Almost three decades after breaking into the league as a fresh-faced 22-year-old with the Canadiens, the defensive pillar has decided to call it a career. He may be retiring with 1,651 games under his belt – an all-time high amongst NHL blue-liners – but Chelios still remembers where it all began.

"I have been so fortunate to be on great teams and have great teammates throughout my whole career, starting with the Montreal Canadiens,” offered Chelios, who played his first seven years in Montreal. “I would like to thank [former Canadiens GM] Serge Savard for the support he showed me.  He went to bat for me from day one. 
“I will never forget my start. I had one point in my first 14 games with the Canadiens.  I never even unpacked my bags because I thought I was going to the minors,” laughed the three-time Norris Trophy winner, including once with the Habs in 1989. “Serge Savard and [head coach] Jacque Lemaire kept playing me and I finally figured it out.  It also didn't hurt that I had Patrick Roy behind me for the next six years, so thank you, Patrick – a good friend and teammate.”

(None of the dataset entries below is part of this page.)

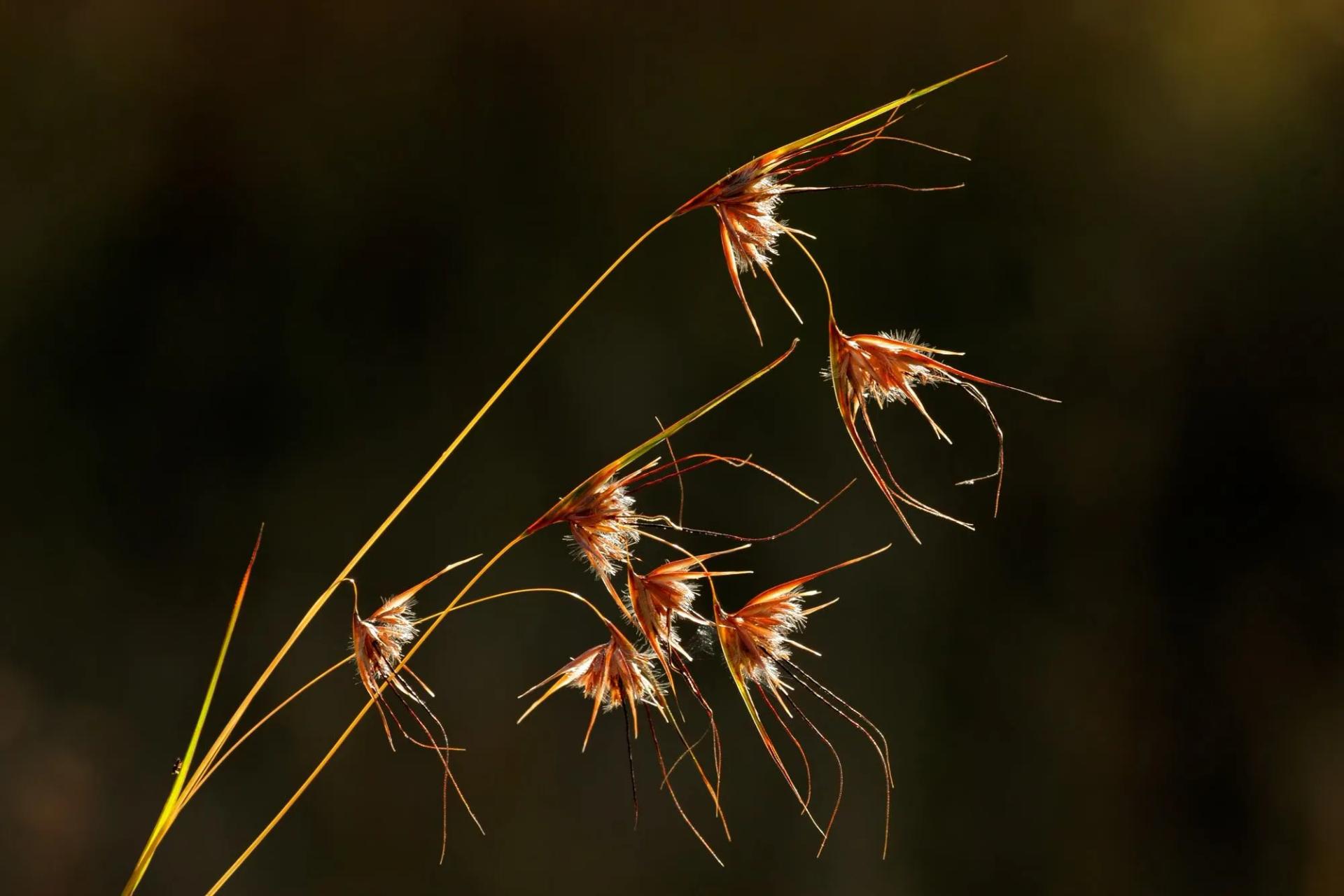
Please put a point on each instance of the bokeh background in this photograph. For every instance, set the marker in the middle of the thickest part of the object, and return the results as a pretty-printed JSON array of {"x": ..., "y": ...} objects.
[{"x": 260, "y": 261}]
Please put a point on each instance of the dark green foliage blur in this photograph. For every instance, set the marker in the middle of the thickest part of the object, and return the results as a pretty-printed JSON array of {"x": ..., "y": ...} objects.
[{"x": 260, "y": 261}]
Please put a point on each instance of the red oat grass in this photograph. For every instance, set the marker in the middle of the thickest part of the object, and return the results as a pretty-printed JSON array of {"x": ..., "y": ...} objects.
[
  {"x": 378, "y": 644},
  {"x": 746, "y": 200},
  {"x": 889, "y": 370},
  {"x": 757, "y": 644},
  {"x": 616, "y": 673}
]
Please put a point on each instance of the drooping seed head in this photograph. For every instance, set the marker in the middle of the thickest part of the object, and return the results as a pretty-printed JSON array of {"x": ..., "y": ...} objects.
[
  {"x": 667, "y": 593},
  {"x": 757, "y": 637},
  {"x": 610, "y": 675},
  {"x": 381, "y": 638},
  {"x": 746, "y": 199},
  {"x": 603, "y": 523},
  {"x": 890, "y": 368}
]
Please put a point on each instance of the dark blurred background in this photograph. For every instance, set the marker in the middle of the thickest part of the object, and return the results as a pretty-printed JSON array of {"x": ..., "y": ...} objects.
[{"x": 261, "y": 261}]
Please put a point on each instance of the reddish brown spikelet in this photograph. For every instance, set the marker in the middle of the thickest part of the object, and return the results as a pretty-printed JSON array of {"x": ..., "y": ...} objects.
[
  {"x": 610, "y": 675},
  {"x": 758, "y": 649},
  {"x": 890, "y": 368},
  {"x": 746, "y": 199},
  {"x": 378, "y": 643},
  {"x": 667, "y": 593}
]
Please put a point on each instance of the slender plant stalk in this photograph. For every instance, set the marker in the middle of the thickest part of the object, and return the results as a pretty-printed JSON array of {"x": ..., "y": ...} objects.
[
  {"x": 181, "y": 780},
  {"x": 629, "y": 457},
  {"x": 358, "y": 718},
  {"x": 171, "y": 811}
]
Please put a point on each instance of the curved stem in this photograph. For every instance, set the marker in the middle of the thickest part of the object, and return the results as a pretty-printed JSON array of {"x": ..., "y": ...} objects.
[
  {"x": 207, "y": 773},
  {"x": 831, "y": 308},
  {"x": 359, "y": 555},
  {"x": 359, "y": 716}
]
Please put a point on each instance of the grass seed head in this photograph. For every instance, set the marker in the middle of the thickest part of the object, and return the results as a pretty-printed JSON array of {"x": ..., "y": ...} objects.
[
  {"x": 610, "y": 675},
  {"x": 746, "y": 200},
  {"x": 889, "y": 370}
]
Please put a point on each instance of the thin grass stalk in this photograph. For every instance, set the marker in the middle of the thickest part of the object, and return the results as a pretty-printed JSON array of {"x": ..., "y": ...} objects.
[{"x": 169, "y": 809}]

Looking back at a career that includes four Olympics, 11 All-Star Game appearances, and three Stanley Cups, the 48-year-old Chicago native credits his former Habs teammates for first showing him the ropes.
“I played with the greats; Guy Lafleur, Bob Gainey, Larry Robinson – players who I respected and listened to,” described Chelios, who was voted co-captain of the Canadiens alongside Guy Carbonneau in 1989-90. “And of course there was Chris Nilan, a great friend who took me in like a son and protected me for the first six years I played with him.”
From the day the Habs drafted him 40th overall in 1981 to his final game in the bleu-blanc-rouge in 1990, Chelios knew that helpful advice in his new NHL home was never more than a phone call away. 
“I was sitting in bars and restaurants with legends – the Richard brothers, Jean Beliveau, Yvan Cournoyer – listening to their stories about when they played; what it took to win,” recalled Chelios. “How all of them put the team in front of any individual play. 
“There was no selfishness in that group of players and I was learning from the best,” he concluded. “I always said playing for the Canadiens was like getting a Harvard degree in hockey and I was very fortunate to start my career there.”